Synthemol¶
Note
- Before starting training and evaluation, please download the dataset used in the experiment Data.zip, and modify
data_dirin the yaml configuration file to the path of the decompressed dataset. For example: "./data/Data/..."; download resources.zip, and unzip it to examples/synthemol/synthemol/. - If you need to use a pre-trained model for evaluation, please download the pre-trained model pretrained.zip and unzip it, for example to the path ./pretrained/pretrained_chemprop.pdparams, and specify the path in PRE_COMPUTE.model_path of the yaml configuration file.
- Before starting training and generation, please install
rdkitetc.
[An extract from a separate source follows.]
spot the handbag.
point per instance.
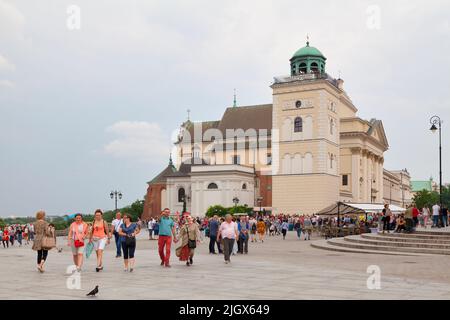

For related dependencies, please executepip install requirements.txtto install.
# Download pre-trained model (optional, or specify your own trained model in configuration file)
mkdir -p ./pretrained && wget -O ./pretrained/pretrained_chemprop.pdparams https://paddle-org.bj.bcebos.com/paddlescience/models/synthemol/pretrained_chemprop.pdparams
# Use antibiotics and other data to evaluate chemprop model to implement Property Predict
# Configuration can be modified in conf/synthemol.yaml
python main.py mode=eval
# Download pre-trained model (optional, or specify your own trained model in configuration file)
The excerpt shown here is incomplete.